Считать было некогда.
Я пополз.
Не пошёл, не побежал — пополз, причем так, как не делал никогда в жизни: отталкиваясь коленями и локтями, скребя носками ботинок, по своей же полосе, по своим же меткам, которых не видел, но помнил наизусть.
Двадцать два метра. Изгиб на двадцать втором. До изгиба — прямо. Там чисто, там я два часа назад положил каждую ладонь и вымерил каждую пядь.
Я нарушал единственное правило, которому собирался учить всех вокруг и понимал это каждым метром, и всё равно полз.
— Стой! — выдохнул я в темноту. — Стой, стой, стой!

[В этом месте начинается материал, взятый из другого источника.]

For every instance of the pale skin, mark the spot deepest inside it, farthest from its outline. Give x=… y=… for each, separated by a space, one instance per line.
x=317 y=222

Впереди зашуршало и замерло.
— Ты чего? — прошипел кто-то незнакомым голосом. — Ты чего орёшь, оглашенный? Немца привлечёшь!
— Дёмин! — сбивая дыхание, назвал я фамилию разведчика.
— Тут я, — голос был низкий и совершенно спокойный, и это спокойствие мне сразу понравилось. — Чего у тебя?
— Не двигайся. Никто не двигается. Все стоят где стоят и не переступают.
Я дополз и ткнулся головой в чей-то сапог.
Сапог был мокрый и вонял болотом.
— Ну? — Дёмин присел рядом на корточки, и я услышал, как у него хрустнули колени.
— Нитка, — произнес я, тяжело дыша.
— Где?
— Перед тобой. Полтора шага. Ты уже ногу занёс, — ответил я и сделал глубокий вдох.
Он замолчал.
Потом очень медленно, не поднимаясь, отвёл ногу назад и поставил её точно туда, откуда снял.
— Не было её, — овтетил он.
— Не было, — подтвердил я слова разведчика.
— Мы тут два часа как шли. Вот прям тут, вот этими вот ногами, — ответил Дёмин удивленно.
— Знаю. Я вёл.
Позади зашевелились. Кто-то из разведчиков выругался сквозь зубы. Длинно и без единого повторения. Я даже позавидовал складности такой речи. Пленный вдруг задёргался и замычал в кляп. Его прижали к земле молча, очень умело и без единого лишнего движения.
Я лёг на живот и подполз к нитке.
Ощупью, ладонью на весу и не касаясь.
Она шла от кочки слева направо и чуть вниз. И натянули её не абы как: под неё был подложен стебель полыни, чтобы она не провисала от росы.
Мелочь, конечно, но её надо было придумать. И потратить на неё лишнюю минуту — в темноте, в шестидесяти метрах от чужой траншеи, зная, что за тобой могут смотреть в бинокль.
Я повёл ладонью вдоль, в сантиметре над травой.
И нашёл.
Она стояла в ямке, вкопанная почти вровень с грунтом. Цилиндр. Сверху — короткая головка.
Головку я щупать не стал, да и не было нужды: под пальцами хрустнула земля, и земля эта была сухая.
Сухая — при росе на всей траве вокруг, при мокрой полыни, при том, что у меня самого рукава хоть выжимай.
Её поставили меньше часа назад.
— Что там? — дохнул Дёмин над ухом.
— Прыгающая.
— Это которая? — послышался логичный вопрос.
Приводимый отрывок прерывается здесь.